FERRARI? - L’elenco si potrebbe allargare con altri due nomi, entrambi in quota Pdl. Negli ultimi giorni infatti è circolato insistentemente il nome di Emilio Fede. Ma anche una voce: “Avremo una De Benedetti in lista”, hanno dichiarato alcuni esponenti del Popolo delle Libertà. E c’è chi ha pensato a Paola Ferrari, giornalista sportiva e moglie del figlio di De Benedetti.

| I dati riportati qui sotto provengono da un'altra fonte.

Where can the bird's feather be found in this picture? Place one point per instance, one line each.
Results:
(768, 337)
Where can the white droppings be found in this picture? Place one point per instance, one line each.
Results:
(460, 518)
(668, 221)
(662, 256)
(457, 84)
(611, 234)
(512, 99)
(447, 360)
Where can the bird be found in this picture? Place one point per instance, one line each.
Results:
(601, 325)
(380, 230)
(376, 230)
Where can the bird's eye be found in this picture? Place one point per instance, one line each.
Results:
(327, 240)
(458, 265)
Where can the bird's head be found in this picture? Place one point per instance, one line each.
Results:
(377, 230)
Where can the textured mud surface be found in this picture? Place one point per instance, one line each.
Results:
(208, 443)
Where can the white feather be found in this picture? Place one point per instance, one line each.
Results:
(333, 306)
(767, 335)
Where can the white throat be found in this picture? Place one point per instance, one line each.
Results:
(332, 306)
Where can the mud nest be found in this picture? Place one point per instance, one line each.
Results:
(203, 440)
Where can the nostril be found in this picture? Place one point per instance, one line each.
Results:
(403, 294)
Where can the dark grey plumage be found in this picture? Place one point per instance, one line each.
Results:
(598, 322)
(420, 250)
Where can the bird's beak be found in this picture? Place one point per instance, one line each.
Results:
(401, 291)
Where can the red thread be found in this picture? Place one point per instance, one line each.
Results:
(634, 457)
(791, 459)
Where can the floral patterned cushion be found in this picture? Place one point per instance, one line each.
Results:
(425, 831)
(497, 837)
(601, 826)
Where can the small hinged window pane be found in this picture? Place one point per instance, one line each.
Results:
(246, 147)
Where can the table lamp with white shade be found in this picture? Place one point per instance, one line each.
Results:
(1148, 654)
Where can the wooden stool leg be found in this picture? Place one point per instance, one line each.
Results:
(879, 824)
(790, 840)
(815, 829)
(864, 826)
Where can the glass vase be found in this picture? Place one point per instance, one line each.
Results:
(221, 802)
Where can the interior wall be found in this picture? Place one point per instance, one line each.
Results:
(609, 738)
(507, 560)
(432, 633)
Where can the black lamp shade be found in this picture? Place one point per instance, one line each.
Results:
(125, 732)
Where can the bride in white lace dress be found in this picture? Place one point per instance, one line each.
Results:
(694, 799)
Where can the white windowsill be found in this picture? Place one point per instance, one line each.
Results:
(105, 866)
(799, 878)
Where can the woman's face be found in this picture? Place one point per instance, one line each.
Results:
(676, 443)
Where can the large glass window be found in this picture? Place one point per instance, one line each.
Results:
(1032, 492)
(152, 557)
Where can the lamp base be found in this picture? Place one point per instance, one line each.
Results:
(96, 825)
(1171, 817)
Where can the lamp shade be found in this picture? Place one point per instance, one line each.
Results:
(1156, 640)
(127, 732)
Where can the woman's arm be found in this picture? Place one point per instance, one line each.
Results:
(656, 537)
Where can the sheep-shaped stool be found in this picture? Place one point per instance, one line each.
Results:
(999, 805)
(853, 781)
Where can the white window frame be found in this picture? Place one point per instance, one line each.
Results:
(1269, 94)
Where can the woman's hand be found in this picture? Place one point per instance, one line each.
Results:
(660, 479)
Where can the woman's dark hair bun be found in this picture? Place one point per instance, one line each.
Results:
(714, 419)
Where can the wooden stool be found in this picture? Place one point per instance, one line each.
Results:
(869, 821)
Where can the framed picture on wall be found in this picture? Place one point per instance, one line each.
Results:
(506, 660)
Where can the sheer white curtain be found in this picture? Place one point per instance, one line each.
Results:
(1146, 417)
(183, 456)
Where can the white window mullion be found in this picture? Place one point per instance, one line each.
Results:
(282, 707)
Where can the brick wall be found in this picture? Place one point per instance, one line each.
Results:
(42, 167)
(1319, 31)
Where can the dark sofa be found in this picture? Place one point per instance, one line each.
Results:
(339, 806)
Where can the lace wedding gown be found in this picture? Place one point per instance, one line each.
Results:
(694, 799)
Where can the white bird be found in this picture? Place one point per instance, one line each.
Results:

GIANNINO – Caso a parte, anche se non troppo, è quello di Oscar Giannino. Non è infatti la prima volta che uno dei più stimati e ‘feroci’ notisti del giornalismo italiano abbraccia l’agone politico. Già negli anni ottanta fu uno degli esponenti di spicco dell’allora Partito Repubblicano Italiano. Poi l’ascesa nel campo dell’editoria: La Voce di Repubblica, Liberal, il Riformista, il Giornale, passando per radio e tv. Fino al 13 luglio del 2012 quando a Radio 24 fece intendere il suo impegno diretto nella formazione di una corrente liberale. Di lì a poco arrivò il manifesto economico ‘Fermare il Declino’ sottoscritto da 240 esponenti di primissimo piano della società civile. Dalla ricetta per rilanciare il Paese ad un partito vero e proprio il passo è stato brevissimo. Così ha preso vita Fare per Fermare il Declino alla cui testa si è posto proprio Giannino. Un programma economico strutturato in dieci punti e la corte bipartisan degli schieramenti disposti in campo. Renzi in primis: “Aspettiamo l’esito delle primarie del Pd – disse il giornalista a poche ore dal ballottaggio – sperando che Renzi possa vincere. In questo caso lo appoggeremmo, il che significa fare liste che possano convergere per un programma di governo”. La storia la conosciamo, il ballottaggio è stata ‘cosa’ di Bersani. Per questo Giannino si presenterà alle politiche e alle regionali con un simbolo e liste proprie. Da ‘capopopolo’. E non è una differenza da poco.